Euclidean distances of each alternative

Fig. 10
figure 10

Closeness coefficients by TOPSIS for each alternative

Fig. 11
figure 11

Utility degree by ARAS for each alternative

Comparison of the MCDMs

The rankings obtained by the four different MCDMs are reported in Fig. 12 and Table 4. It is seen that in all the three other MCDMs except COPRAS, trial number 31 is found to the most optimal value. In COPRAS, however trial 26 is found to be the optimal performer. The similarity in ranking as obtained by the four MCDMs is evaluated using correlation analysis in Fig. 13. It is seen that in general, all the MCDMs produce similar ranking on the problem and thus have a high correlation among themselves. Among the different pairs of the four MCDMs, the correlation is seen to be the weakest between COPRAS and TOPSIS.

Fig. 12
figure 12

Rank of each alternative by four different MCDMs

Fig. 13
figure 13

Correlation matrix of the four MCDMs

Optimal Design Parameter Selection

By using level aggregation of the MCDM performance measures, the optimal settings for each of the design variables are determined. Figure 14 shows that a high inboard plate thickness is desirable.

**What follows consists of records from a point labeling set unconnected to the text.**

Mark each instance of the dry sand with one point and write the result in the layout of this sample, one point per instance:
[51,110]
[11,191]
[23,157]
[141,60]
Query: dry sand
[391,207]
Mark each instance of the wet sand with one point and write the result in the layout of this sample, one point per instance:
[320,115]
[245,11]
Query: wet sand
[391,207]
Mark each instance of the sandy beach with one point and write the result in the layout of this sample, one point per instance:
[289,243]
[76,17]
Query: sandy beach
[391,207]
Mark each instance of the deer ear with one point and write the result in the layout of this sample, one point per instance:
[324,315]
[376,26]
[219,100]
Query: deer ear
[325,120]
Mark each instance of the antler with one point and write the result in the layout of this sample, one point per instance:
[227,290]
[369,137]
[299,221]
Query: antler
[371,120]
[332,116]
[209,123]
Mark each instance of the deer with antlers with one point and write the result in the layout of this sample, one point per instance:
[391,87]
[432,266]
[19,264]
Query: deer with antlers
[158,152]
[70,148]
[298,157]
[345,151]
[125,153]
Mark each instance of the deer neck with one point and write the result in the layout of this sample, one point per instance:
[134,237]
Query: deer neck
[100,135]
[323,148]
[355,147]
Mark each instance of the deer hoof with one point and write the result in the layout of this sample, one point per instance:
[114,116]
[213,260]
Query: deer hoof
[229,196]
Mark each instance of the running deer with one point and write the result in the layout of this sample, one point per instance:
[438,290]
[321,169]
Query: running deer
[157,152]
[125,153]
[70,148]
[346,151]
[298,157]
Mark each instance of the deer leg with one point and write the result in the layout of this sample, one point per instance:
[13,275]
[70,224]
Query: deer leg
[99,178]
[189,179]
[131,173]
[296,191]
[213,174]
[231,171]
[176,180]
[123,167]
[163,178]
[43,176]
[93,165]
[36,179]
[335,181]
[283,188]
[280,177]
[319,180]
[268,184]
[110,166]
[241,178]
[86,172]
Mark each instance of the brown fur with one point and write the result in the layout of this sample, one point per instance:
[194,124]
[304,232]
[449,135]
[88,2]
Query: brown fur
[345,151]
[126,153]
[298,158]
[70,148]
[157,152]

Further, it is seen that the optimal performance of the brake is most sensitive to inboard plate thickness but has low sensitivity to outboard plate thickness, vane height, effective offset and centre hole radius.

Fig. 14
figure 14

Optimal level of design parameter selection by using level aggregation method for a Inboard plate thickness b vane height c effective offset d Outboard plate thickness e centre hole radius

Conclusions

In this research, optimal design variables in the design of a disc brake are studied and analysed using a finite element analysis and a multi-criteria decision-making approach. The fatigue life (cycles) and axial deflection (mm) are considered as the performance parameters for the disc brake design. For an appropriate design, the fatigue life of the brake is sought to be more but the axial deflection must be minimized. This ensures a longer brae life and reliable performance throughout its life. Using a full factorial design, the five design variable [inboard plate thickness (mm), outboard plate thickness (mm), vane height (mm), effective offset (mm) and centre hole radius (mm)] considered in this study are analysed at two different levels. It is found that the multi-criteria brake performance is most sensitive to the inboard plate thickness but is affected very little by the other four design variables. Further, the comparison of the four different MCDM methods shows that the methods have a high correlation and thus, any one of them can be used to select the optimal design performance of the brake.